Epey bir yokuş çıktıktan sonra vardık mekanın önüne. Saat 20:00 civarıydı, hala kapıları açmamışlar. Aylin Aslım bile gelmemiş. Mekan yol üstünde bir yer olmayınca biraz ter döktük tabi bulana kadar. Kaldı ki Kızılay'da vakit geçiren insan topluluğuyuz, buralara yolumuz doğru dürüst düşmemiş bile. Kendimizi de eğreti hissettik zaten.

“Sen nasıl Bilkentlisin ya?” diye böldü Dut.
“Nasıl Bilkentliymişim?”
“Oraları nasıl bilmiyorsun? Bilekentli dediğin Çankaya’da, Bahçeli’de takılır.”
“Bakma Bilkentli olduğuna, bizden fakir” diye araya girdi Rıza. Gülmeye meyilli topluluk olarak bir kahkaha tufanı koptu bu cümlesinin ardından.
“Neyse ya bir durun, anlatıyorum.”

Bir süre kapının önünde kendi aramızda sohbet ettikten sonra Aylin Aslım'ın arabası geldi. İndiğinde mekandan birkaç insan ve biz karşıladık.

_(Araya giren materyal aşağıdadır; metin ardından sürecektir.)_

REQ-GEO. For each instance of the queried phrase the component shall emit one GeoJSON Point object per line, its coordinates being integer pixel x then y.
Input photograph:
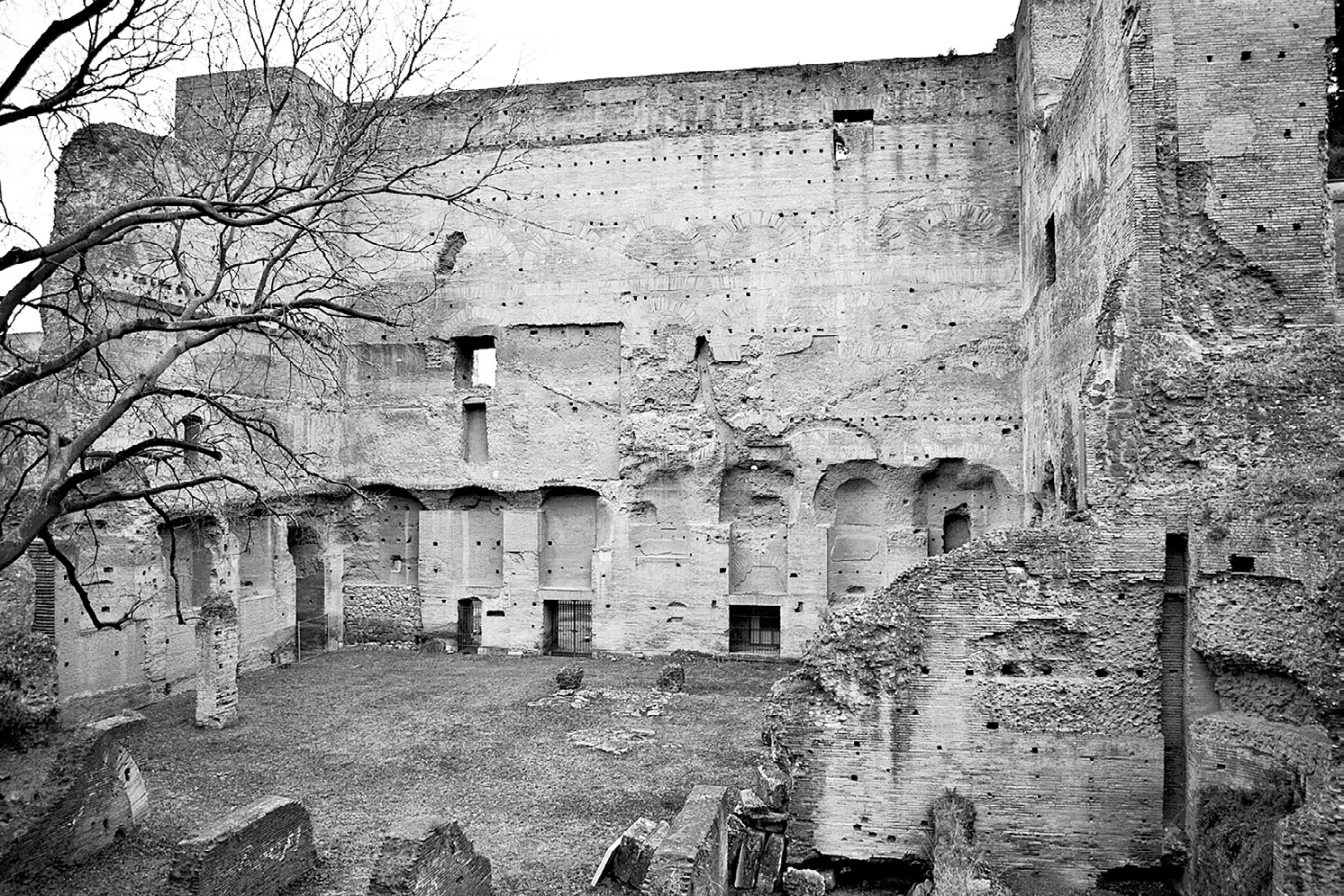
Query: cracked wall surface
{"type": "Point", "coordinates": [1002, 390]}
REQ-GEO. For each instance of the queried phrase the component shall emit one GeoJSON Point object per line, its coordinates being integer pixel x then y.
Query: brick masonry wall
{"type": "Point", "coordinates": [254, 851]}
{"type": "Point", "coordinates": [1185, 367]}
{"type": "Point", "coordinates": [999, 672]}
{"type": "Point", "coordinates": [216, 665]}
{"type": "Point", "coordinates": [382, 612]}
{"type": "Point", "coordinates": [429, 857]}
{"type": "Point", "coordinates": [694, 855]}
{"type": "Point", "coordinates": [92, 795]}
{"type": "Point", "coordinates": [849, 309]}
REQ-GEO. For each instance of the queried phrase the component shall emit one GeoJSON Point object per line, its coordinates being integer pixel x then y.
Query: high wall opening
{"type": "Point", "coordinates": [857, 540]}
{"type": "Point", "coordinates": [394, 530]}
{"type": "Point", "coordinates": [754, 629]}
{"type": "Point", "coordinates": [958, 502]}
{"type": "Point", "coordinates": [754, 499]}
{"type": "Point", "coordinates": [568, 535]}
{"type": "Point", "coordinates": [305, 549]}
{"type": "Point", "coordinates": [956, 529]}
{"type": "Point", "coordinates": [1171, 647]}
{"type": "Point", "coordinates": [483, 536]}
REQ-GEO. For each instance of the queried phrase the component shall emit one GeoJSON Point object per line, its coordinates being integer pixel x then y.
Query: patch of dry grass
{"type": "Point", "coordinates": [365, 738]}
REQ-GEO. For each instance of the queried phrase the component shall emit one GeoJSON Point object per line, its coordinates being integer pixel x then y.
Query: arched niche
{"type": "Point", "coordinates": [568, 532]}
{"type": "Point", "coordinates": [960, 500]}
{"type": "Point", "coordinates": [754, 499]}
{"type": "Point", "coordinates": [481, 515]}
{"type": "Point", "coordinates": [857, 548]}
{"type": "Point", "coordinates": [387, 527]}
{"type": "Point", "coordinates": [305, 548]}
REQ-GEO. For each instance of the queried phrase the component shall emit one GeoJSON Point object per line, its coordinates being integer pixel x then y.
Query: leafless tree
{"type": "Point", "coordinates": [209, 280]}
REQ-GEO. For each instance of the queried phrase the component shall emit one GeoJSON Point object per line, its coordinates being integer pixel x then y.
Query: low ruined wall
{"type": "Point", "coordinates": [254, 851]}
{"type": "Point", "coordinates": [693, 860]}
{"type": "Point", "coordinates": [1022, 671]}
{"type": "Point", "coordinates": [1309, 846]}
{"type": "Point", "coordinates": [92, 795]}
{"type": "Point", "coordinates": [429, 857]}
{"type": "Point", "coordinates": [382, 612]}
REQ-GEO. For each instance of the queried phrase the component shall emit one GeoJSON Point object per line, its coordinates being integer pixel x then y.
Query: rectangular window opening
{"type": "Point", "coordinates": [475, 362]}
{"type": "Point", "coordinates": [851, 116]}
{"type": "Point", "coordinates": [754, 630]}
{"type": "Point", "coordinates": [475, 441]}
{"type": "Point", "coordinates": [1049, 251]}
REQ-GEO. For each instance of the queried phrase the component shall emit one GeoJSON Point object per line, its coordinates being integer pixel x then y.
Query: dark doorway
{"type": "Point", "coordinates": [754, 630]}
{"type": "Point", "coordinates": [309, 590]}
{"type": "Point", "coordinates": [956, 529]}
{"type": "Point", "coordinates": [568, 628]}
{"type": "Point", "coordinates": [468, 625]}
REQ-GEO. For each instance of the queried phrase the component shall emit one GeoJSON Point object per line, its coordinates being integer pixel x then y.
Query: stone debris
{"type": "Point", "coordinates": [772, 863]}
{"type": "Point", "coordinates": [628, 858]}
{"type": "Point", "coordinates": [613, 740]}
{"type": "Point", "coordinates": [749, 860]}
{"type": "Point", "coordinates": [804, 882]}
{"type": "Point", "coordinates": [570, 677]}
{"type": "Point", "coordinates": [671, 677]}
{"type": "Point", "coordinates": [773, 786]}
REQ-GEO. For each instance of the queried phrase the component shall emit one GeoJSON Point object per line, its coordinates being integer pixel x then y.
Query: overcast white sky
{"type": "Point", "coordinates": [545, 41]}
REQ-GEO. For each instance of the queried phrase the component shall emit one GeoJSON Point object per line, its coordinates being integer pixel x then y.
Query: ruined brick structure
{"type": "Point", "coordinates": [1010, 383]}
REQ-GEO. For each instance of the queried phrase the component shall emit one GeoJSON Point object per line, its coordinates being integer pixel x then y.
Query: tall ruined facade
{"type": "Point", "coordinates": [1003, 390]}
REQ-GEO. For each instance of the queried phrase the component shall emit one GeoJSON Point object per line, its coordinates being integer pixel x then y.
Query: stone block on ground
{"type": "Point", "coordinates": [737, 836]}
{"type": "Point", "coordinates": [570, 677]}
{"type": "Point", "coordinates": [749, 860]}
{"type": "Point", "coordinates": [90, 794]}
{"type": "Point", "coordinates": [429, 857]}
{"type": "Point", "coordinates": [630, 857]}
{"type": "Point", "coordinates": [254, 851]}
{"type": "Point", "coordinates": [693, 857]}
{"type": "Point", "coordinates": [804, 882]}
{"type": "Point", "coordinates": [772, 864]}
{"type": "Point", "coordinates": [772, 786]}
{"type": "Point", "coordinates": [671, 677]}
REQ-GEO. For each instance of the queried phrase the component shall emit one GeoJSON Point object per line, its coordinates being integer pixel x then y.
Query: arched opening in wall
{"type": "Point", "coordinates": [754, 499]}
{"type": "Point", "coordinates": [256, 555]}
{"type": "Point", "coordinates": [43, 590]}
{"type": "Point", "coordinates": [956, 529]}
{"type": "Point", "coordinates": [305, 549]}
{"type": "Point", "coordinates": [568, 535]}
{"type": "Point", "coordinates": [468, 625]}
{"type": "Point", "coordinates": [857, 540]}
{"type": "Point", "coordinates": [448, 253]}
{"type": "Point", "coordinates": [958, 500]}
{"type": "Point", "coordinates": [483, 536]}
{"type": "Point", "coordinates": [393, 527]}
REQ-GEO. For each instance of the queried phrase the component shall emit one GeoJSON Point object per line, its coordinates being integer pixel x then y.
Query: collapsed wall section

Kliplerinde göründüğünden çok daha güzeldi, büyüleyici resmen. Güleryüzlü bir de. Tek tek selamladı bizi de. Yerlere saçılmış konser afişlerini görünce biraz yüzü düştü, söylendi. Haklıydı. Aylin Aslım'a sorduk posterlerden alabilir miyiz diye. O da "alabilirsiniz tabii, baksanıza yere saçılmış zaten" dedi. Sonra o posterleri imzalatmak istedik ancak çoktan içeri girmişti ve henüz dinleyici almıyorlardı. Bodyguarddan müsade istedik, sadece iki kişiye izin verdiler. Mustafa ve Muhterem daldılar içeriye. Hem posteri imzalattılar hem de biraz sohbet etmişler. O an ben niye atlamadım diye hayıflandım.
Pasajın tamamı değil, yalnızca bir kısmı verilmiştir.